Estima-se que a China pratique milhares de execuções anualmente, mas não há dados concretos porque a informação relacionada à pena de morte é considerada um segredo de Estado no país. O Irã, onde é permitido inclusive a execução de menores, realizou pelo menos 182 execuções oficiais até setembro passado e se suspeita de outras 100 não confirmadas.

O Iraque executou quase uma centena de pessoas, muitas por meio de procedimentos judiciais irregulares e por confissões obtidas sob tortura. Estados Unidos conta, até o momento, um total de 30 execuções e é o único país do continente americano que ainda realiza essa prática.

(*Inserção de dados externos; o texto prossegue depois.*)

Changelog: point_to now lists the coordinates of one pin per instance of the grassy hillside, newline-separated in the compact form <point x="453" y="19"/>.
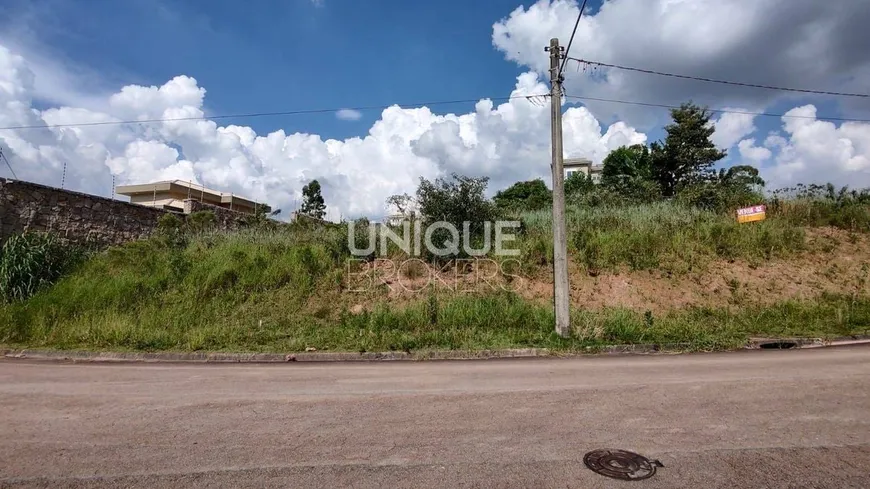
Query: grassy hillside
<point x="286" y="289"/>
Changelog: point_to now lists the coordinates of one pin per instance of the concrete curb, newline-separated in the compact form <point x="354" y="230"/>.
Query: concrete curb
<point x="217" y="357"/>
<point x="792" y="343"/>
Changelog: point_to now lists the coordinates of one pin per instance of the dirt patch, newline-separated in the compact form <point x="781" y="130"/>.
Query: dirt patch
<point x="835" y="262"/>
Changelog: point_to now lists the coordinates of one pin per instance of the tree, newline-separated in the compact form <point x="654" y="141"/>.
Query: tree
<point x="687" y="154"/>
<point x="457" y="200"/>
<point x="530" y="195"/>
<point x="312" y="201"/>
<point x="578" y="183"/>
<point x="625" y="164"/>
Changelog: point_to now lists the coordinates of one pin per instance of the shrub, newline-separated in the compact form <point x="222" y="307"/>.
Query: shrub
<point x="201" y="221"/>
<point x="31" y="262"/>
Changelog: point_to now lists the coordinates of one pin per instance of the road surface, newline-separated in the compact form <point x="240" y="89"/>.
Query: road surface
<point x="762" y="419"/>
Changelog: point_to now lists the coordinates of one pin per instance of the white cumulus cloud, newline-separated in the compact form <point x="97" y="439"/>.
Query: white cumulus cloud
<point x="348" y="115"/>
<point x="506" y="142"/>
<point x="808" y="43"/>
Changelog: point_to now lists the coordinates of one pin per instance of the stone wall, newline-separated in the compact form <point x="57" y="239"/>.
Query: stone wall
<point x="84" y="218"/>
<point x="77" y="217"/>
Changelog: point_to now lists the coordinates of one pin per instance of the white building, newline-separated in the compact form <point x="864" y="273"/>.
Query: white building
<point x="584" y="166"/>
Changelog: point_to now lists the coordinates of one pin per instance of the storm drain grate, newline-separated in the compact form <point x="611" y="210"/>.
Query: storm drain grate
<point x="620" y="464"/>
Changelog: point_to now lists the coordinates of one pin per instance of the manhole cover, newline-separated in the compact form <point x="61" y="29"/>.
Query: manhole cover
<point x="619" y="464"/>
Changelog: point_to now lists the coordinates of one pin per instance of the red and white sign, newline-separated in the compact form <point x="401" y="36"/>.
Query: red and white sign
<point x="750" y="214"/>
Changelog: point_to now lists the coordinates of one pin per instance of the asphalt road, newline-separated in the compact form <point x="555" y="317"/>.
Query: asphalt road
<point x="738" y="420"/>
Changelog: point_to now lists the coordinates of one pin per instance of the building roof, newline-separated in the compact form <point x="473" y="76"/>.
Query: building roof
<point x="571" y="163"/>
<point x="194" y="190"/>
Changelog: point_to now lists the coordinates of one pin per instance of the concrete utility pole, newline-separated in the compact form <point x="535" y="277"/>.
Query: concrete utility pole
<point x="561" y="291"/>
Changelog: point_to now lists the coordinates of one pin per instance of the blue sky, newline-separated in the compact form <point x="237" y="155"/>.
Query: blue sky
<point x="274" y="55"/>
<point x="268" y="55"/>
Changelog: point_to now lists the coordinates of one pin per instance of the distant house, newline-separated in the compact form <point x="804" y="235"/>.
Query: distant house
<point x="171" y="194"/>
<point x="584" y="166"/>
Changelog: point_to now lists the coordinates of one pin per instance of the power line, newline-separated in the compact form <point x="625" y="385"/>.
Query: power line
<point x="571" y="41"/>
<point x="719" y="111"/>
<point x="712" y="80"/>
<point x="272" y="114"/>
<point x="7" y="164"/>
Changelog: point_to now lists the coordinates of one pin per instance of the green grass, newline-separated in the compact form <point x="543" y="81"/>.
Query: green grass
<point x="664" y="236"/>
<point x="283" y="290"/>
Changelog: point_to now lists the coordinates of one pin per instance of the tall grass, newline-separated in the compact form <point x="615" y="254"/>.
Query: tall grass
<point x="282" y="289"/>
<point x="30" y="262"/>
<point x="661" y="235"/>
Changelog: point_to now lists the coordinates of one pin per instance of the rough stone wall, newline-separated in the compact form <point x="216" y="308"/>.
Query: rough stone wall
<point x="77" y="217"/>
<point x="225" y="219"/>
<point x="84" y="218"/>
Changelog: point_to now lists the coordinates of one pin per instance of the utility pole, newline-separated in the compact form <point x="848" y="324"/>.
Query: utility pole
<point x="561" y="291"/>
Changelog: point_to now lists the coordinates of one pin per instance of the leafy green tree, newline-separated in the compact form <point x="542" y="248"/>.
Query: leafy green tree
<point x="627" y="163"/>
<point x="687" y="155"/>
<point x="530" y="195"/>
<point x="312" y="201"/>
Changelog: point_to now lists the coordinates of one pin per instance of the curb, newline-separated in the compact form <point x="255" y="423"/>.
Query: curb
<point x="802" y="343"/>
<point x="423" y="355"/>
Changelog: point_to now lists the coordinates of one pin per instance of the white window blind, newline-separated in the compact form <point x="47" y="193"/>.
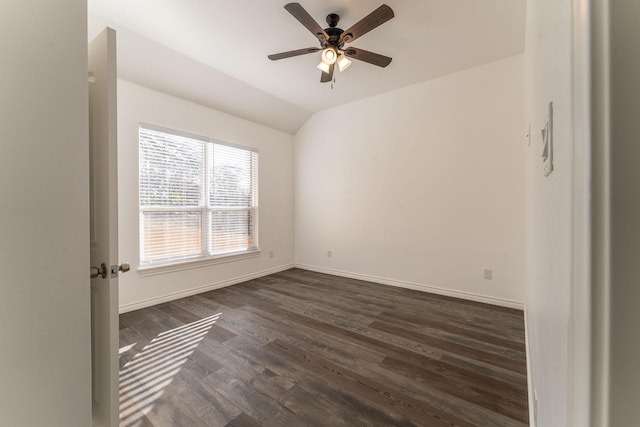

A Arábia Saudita executou em 2011 pelo menos 82 pessoas, três vezes mais que no ano anterior.

Redução

Atualmente, mais de 140 países, dois terços do mundo, abandonaram esse tipo de punição e esse número vem aumentando a cada ano. Houve uma redução de mais de 30% na última década em relação aos países favoráveis à pena de morte. Em 1992, 31 países eram favoráveis a essa prática, em 2010 23 e hoje são 20 países.

Ao final de 2012, será submetida a votação na Assembléia Geral da ONU uma quarta resolução sobre uma moratória ao uso de pena de morte, como um novo passo para o caminho até sua abolição.